What Not To Wear On The Plane

When you're trapped in a plane for anywhere from a few hours to having to cross multiple time zones, you're a captive, in a sense. And the clothes you chose for the flight had better keep you warm and comfortable and, sometimes more importantly, not attract unwanted attention.

That means no beach wear: no low-cut revealing tops, no shorts (it's often cold in the cabin and don't assume the flight attendants will provide a blanket). No shirts with offensive words or phrases that could stimulate an air rage incident. No sky-high heels that are uncomfortable and impractical in the cabin. (And no shoes that require untying/unbuckling anything.) No tight pants. Not only is this uncomfortable as you try to curl up in your seat over the next many hours, but even young people wearing tight pants could be at an increased risk of blood clots in the legs (deep vein thrombosis).

This is an example of what I'll be wearing on my next flight -- I'm heading to Paris: 

 Notice, my slip-on shoes are cute but flat. These are Chaco Mary Janes.

My socks are made of Merino wool by SmartWool. (No chance of getting blisters once I land and hit the road. And, on the plane, the socks are breathable, wickable and comfortable.)

The loose-fitting pants are made of a synthetic that's light, breathable and doesn't wrinkle. When I'm not wearing this sort of pants, I opt for black leggings and a comfortable, simple black dress, made, of course, of Merino wool by SmartWool.

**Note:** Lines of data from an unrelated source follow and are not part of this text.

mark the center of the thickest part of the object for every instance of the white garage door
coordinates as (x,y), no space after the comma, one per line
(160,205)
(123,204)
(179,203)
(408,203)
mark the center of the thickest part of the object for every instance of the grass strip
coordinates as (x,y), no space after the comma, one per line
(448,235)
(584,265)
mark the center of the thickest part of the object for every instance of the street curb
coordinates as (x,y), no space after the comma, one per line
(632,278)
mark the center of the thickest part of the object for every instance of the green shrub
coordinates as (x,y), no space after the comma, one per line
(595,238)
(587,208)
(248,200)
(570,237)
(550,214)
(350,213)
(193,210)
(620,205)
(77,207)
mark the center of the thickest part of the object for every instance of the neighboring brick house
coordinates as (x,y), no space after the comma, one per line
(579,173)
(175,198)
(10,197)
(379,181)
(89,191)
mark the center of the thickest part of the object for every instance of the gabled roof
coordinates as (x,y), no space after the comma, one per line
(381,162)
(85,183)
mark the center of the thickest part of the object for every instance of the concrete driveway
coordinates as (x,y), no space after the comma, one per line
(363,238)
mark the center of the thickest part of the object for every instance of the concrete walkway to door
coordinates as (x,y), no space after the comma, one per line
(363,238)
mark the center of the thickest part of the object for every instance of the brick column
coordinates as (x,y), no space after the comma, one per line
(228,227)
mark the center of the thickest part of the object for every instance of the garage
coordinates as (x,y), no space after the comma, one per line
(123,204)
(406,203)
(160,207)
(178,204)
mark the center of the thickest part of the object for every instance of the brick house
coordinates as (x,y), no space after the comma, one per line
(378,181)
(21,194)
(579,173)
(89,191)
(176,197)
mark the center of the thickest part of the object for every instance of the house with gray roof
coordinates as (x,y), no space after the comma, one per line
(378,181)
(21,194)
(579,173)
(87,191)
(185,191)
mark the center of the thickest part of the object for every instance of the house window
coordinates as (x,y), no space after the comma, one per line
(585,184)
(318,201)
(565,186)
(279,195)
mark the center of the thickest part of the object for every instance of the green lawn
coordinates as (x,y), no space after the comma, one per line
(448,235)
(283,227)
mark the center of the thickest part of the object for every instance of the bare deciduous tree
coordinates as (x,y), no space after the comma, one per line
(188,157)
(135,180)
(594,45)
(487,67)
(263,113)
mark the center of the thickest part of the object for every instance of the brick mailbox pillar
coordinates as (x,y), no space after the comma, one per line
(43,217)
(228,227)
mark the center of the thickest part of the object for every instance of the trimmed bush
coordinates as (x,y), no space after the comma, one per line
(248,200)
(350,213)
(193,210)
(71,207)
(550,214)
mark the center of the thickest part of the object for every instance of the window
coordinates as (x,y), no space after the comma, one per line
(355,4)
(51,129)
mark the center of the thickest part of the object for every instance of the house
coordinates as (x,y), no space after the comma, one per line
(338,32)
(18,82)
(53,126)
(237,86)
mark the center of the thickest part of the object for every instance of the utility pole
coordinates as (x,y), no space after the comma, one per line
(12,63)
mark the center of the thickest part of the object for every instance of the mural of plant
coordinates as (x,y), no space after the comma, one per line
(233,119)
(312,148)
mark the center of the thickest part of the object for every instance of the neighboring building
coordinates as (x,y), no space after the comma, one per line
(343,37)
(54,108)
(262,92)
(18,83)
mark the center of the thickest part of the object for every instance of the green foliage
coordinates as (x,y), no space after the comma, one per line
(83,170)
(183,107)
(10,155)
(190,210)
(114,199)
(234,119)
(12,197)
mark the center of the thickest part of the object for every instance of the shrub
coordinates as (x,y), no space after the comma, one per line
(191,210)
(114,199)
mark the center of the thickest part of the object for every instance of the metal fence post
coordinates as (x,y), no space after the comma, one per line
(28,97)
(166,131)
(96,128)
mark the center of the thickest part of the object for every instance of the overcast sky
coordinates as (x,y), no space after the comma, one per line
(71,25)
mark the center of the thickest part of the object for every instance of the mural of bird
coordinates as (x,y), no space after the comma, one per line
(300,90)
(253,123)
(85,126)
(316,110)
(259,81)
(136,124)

The long-sleeve shirt is Merino wool by SmartWool, so it adapts to different temperatures, wicks away sweat, and is ultra comfortable.

Under my shirt I wear a stretchy tank top that's also breathable.

I'm wearing a part synthetic/part light cotton infinity scarf that can do double or triple duty also as a head or shoulder covering. (It works in lieu of a hoody, so I can pull it over my head when I go to sleep on the plane.)

The long cardigan is by ExOfficio and is made of a comfy polar fleece-type synthetic that, like with the shirt, keeps me warm in frigid cabin. As a worst case scenario, I can take it off and roll it up as a neck or back rest. (It doesn't wrinkle either.)

Since, as you probably already know, I never check luggage, these items of clothing allow me to dress up or down once I've reached my destination. I can wear the tank top at the beach or under a sundress that needs some extra coverage. The black long-sleeve Merino wool shirt pairs well with a skirt or a sleeveless dress (if it's chilly). The scarf is especially useful if I'll be visiting religious sites but also if it's breezy.